Central to the capitalist relations of production is the element of money. Production is organised such that people work to produce goods and services not for the purpose of consumption, but they produce them to sell at a profit. In other words, goods and services are commodities to be sold and bought. But since the means of producing these commodities are owned and controlled by a few individuals, it is they who own the products. They sell them and keep the proceeds. On the other hand, the producers – the working class – who are excluded from the ownership of the means of production are left with little or no money at all to buy what they produce and need!
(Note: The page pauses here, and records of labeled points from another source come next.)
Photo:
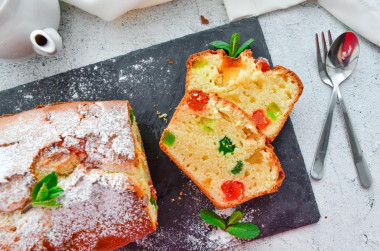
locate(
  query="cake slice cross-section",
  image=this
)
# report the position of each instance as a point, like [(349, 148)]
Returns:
[(219, 147), (266, 95)]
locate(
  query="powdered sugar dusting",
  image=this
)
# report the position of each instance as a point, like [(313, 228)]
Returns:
[(113, 205), (97, 204)]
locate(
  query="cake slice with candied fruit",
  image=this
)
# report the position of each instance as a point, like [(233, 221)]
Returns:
[(266, 95), (219, 147)]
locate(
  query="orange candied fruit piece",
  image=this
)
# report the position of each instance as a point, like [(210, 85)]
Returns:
[(262, 64), (232, 189), (197, 100), (261, 119)]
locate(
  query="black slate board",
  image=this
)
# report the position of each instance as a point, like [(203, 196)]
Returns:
[(145, 78)]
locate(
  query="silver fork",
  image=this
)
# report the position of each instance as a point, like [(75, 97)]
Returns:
[(357, 153)]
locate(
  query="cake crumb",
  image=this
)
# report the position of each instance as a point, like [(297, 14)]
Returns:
[(204, 20)]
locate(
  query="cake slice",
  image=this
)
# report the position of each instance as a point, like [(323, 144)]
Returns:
[(96, 151), (218, 146), (266, 95)]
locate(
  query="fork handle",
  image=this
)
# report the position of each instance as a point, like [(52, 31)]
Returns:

And herein lies the prime source of all the problems of present day society.
The introduction of a common currency will therefore be, to the masses, as irrelevant as was the switch from the British and French money to the present currencies at independence. The fact is that the ordinary person, the working class person will still not have enough of it to buy the necessities of life.
Society can only turn things round when the means of production and distribution of wealth are commonly and democratically owned. When that happens, production of goods and services will be conducted through a harmonious co-operation of all humanity. Under such an arrangement, the products of mankind’s collective effort will be freely accessible to all and thus money, as a medium of exchange in all its forms, will completely disappear.